Non dobbiamo farci fuorviare dalla notizia di questi giorni che un’ex segretaria di un campo di concentramento, ormai centenaria, è stata sottoposta a processo. La Germania, segnatamente la Repubblica federale tedesca, non ha mai fatto i conti col suo passato nazista.

Moltissimi dirigenti e collaboratori del regime hitleriano ricoprirono poi a lungo nella Repubblica federale tedesca cariche apicali. È illuminante a tale proposito l’articolo della giornalista tedesca Ulrike Meinhof, intitolato Grande coalizione, scritto per la rivista Konkret nel 1966 (n. 12). Nel novembre di quell’anno cadde il cancelliere Erhard a causa della sua politica economica, i socialdemocratici imbastirono un governo di coalizione e come cancelliere accettarono l’ex nazista Kurt Georg Kiesinger, tra l’altro vice-capo della propaganda di radiodiffusione nel ministero degli Esteri nazista. Governò la Germania dal 1o dicembre 1966 al 21 ottobre 1969.

Kiesinger, nel 1968, fu schiaffeggiato durante il congresso della CDU da Beate Künzel, attivista antinazista che, insieme a suo marito Serge Klarsfeld, ha consegnato alla polizia molti funzionari del regime tedesco datisi alla macchia dopo la seconda guerra mondiale, quali, per esempio, Kurt Lischka, Herbert Hagen, Ernst Heinrichsohn, Walter Rauff, Klaus Barbie, Ernst Ehlers e Kurt Asche. Beate per quel gesto fu condannata ad un anno di reclusione, scontò effettivamente quattro mesi di carcere.

Già nel 1961, la coraggiosa giornalista Ulrike Meinhof, di cui ieri ricorreva l’anniversario della nascita, pubblicò un articolo dal titolo Hitler in voi (Koncret, n. 10), che gli costerà una denuncia del leader cristiano-democratico Franz Josef Strauß. Meinhof cercò di mobilitare con i suoi articoli le giovani generazioni su questo tema, per una risposta specifica, ricordando che nel 1926 «in un referendum gli studenti tedeschi si pronunciarono a favore delle “caratteristiche razziali come criterio della loro appartenenza all’associazione”». Scriveva con carattere mite e pacifico: «una tale constatazione non deve essere un appello alla delazione riguardo al passato del singolo. Essa è però un richiamo al fatto che non possiamo tacere su questa problematica, che come studenti vogliamo prendere posizione e non lasciare in pace il passato e attendiamo dai più anziani una risposta».

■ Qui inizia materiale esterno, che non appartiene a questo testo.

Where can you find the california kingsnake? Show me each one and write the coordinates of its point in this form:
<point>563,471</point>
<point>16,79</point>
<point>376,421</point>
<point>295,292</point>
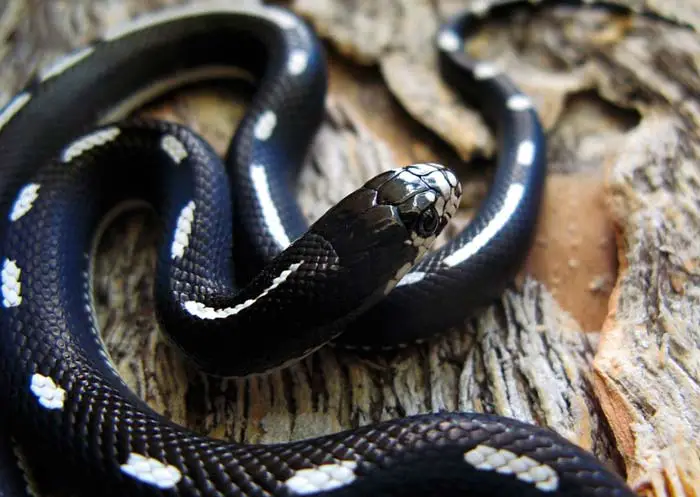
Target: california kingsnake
<point>362,269</point>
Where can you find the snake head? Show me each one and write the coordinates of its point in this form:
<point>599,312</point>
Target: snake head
<point>426,195</point>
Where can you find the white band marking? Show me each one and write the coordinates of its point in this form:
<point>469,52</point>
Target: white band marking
<point>24,202</point>
<point>506,462</point>
<point>322,478</point>
<point>411,278</point>
<point>183,229</point>
<point>449,41</point>
<point>174,148</point>
<point>265,125</point>
<point>519,103</point>
<point>201,311</point>
<point>270,214</point>
<point>49,395</point>
<point>88,142</point>
<point>526,153</point>
<point>513,196</point>
<point>486,70</point>
<point>11,286</point>
<point>62,64</point>
<point>298,61</point>
<point>151,471</point>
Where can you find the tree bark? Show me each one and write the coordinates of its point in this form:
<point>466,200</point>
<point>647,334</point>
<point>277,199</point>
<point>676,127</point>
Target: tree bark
<point>597,338</point>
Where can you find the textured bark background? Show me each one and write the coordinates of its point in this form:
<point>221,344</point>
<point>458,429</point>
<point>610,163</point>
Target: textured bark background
<point>598,338</point>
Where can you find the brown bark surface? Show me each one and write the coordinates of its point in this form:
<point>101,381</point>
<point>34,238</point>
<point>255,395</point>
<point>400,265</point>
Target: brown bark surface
<point>617,252</point>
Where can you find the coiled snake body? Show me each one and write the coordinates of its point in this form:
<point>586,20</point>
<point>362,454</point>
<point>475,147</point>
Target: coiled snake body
<point>361,276</point>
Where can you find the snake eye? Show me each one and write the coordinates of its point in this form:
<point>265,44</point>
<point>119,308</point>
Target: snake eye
<point>427,223</point>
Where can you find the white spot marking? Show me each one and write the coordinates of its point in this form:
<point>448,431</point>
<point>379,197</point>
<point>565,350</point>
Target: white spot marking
<point>174,148</point>
<point>24,202</point>
<point>513,196</point>
<point>322,478</point>
<point>298,61</point>
<point>50,395</point>
<point>88,142</point>
<point>284,18</point>
<point>183,229</point>
<point>151,471</point>
<point>411,278</point>
<point>272,218</point>
<point>486,70</point>
<point>62,64</point>
<point>13,107</point>
<point>526,153</point>
<point>265,125</point>
<point>11,286</point>
<point>200,310</point>
<point>449,41</point>
<point>504,461</point>
<point>519,103</point>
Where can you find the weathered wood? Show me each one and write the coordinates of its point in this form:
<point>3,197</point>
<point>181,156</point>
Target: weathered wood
<point>619,98</point>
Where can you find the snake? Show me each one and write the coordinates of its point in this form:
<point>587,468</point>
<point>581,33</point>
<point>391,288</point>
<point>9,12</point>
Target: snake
<point>362,276</point>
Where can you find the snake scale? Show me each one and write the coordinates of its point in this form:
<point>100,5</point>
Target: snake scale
<point>362,276</point>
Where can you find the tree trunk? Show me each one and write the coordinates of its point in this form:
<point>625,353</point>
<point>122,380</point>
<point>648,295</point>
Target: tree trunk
<point>598,338</point>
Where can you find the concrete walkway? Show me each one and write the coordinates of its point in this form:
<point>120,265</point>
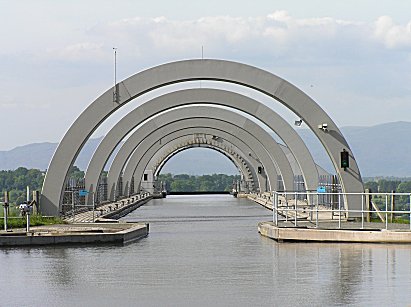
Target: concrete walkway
<point>108,211</point>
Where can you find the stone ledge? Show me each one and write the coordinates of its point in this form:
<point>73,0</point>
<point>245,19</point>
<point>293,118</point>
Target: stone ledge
<point>106,233</point>
<point>268,229</point>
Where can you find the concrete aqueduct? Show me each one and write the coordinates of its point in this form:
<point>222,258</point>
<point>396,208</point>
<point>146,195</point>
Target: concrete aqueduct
<point>166,123</point>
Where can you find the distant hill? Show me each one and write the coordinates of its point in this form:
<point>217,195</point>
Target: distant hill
<point>382,150</point>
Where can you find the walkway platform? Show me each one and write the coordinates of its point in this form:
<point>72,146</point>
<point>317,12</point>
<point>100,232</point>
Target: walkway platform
<point>329,232</point>
<point>63,234</point>
<point>109,211</point>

Più tardi dovrà rendersi conto che questa speranza si scontrava con la dura realtà tedesca, dunque che i limiti della critica dei cosiddetti “vecchi nazisti” e gli sforzi per un buon rapporto con lo Stato d’Israele, non producevano cambiamenti sostanziali. Concludeva il suo articolo con queste parole: «Come noi chiediamo di Hitler ai nostri genitori, un giorno ci chiederanno di Strauß» (*).

Penso poi, per ricordare figure preminenti della Repubblica federale tedesca, al superministro dell’economia e delle finanze Karl Schiller, con un passato nel partito nazista e nelle SA. Diventerà socialdemocratico, quindi ministro federale dell’economia nella grande coalizione sotto Kurt Kiesinger nel 1966. Ha lavorato con il ministro delle finanze Franz Josef Strauß. Nel 1969, divenne ministro federale dell’economia nel governo di Willy Brandt. Nel 1971, ministro dell’economia e delle finanze per poi passare ai liberali e terminare infine all’estrema destra.

Quindi penso a figure note in Germania e completamente sconosciute qui da noi, quali Reinhard Höhn, che nel 1933 aderì al partito nazista, e nel 1934 entrò a far parte delle SS, di cui divenne in seguito generale. Nel 1939 divenne direttore dell’Istituto di Ricerca Statale dell’Università di Berlino, ruolo che mantenne fino alla fine della guerra. Inoltre tra il 1941 e il 1944 diresse la maggiore rivista di geopolitica delle SS, Reich - Volksordnung - Lebensraum. Nel 1956 fondò l’Akademie für Führungskräfte der Wirtschaft (Accademia per dirigenti d’impresa) a Bad Harzburg. Di lì passarono ogni anno circa 35.000 tra manager e quadri pubblici e privati che venivano indottrinati sulle tecniche di comando. Johann Chapoutot, nel suo libro dal titolo Nazismo e management (Einaudi, 2021), s’interroga: “ È un caso o vi è un legame profondo tra il nazismo e le concezioni di direzione aziendale del Novecento?”.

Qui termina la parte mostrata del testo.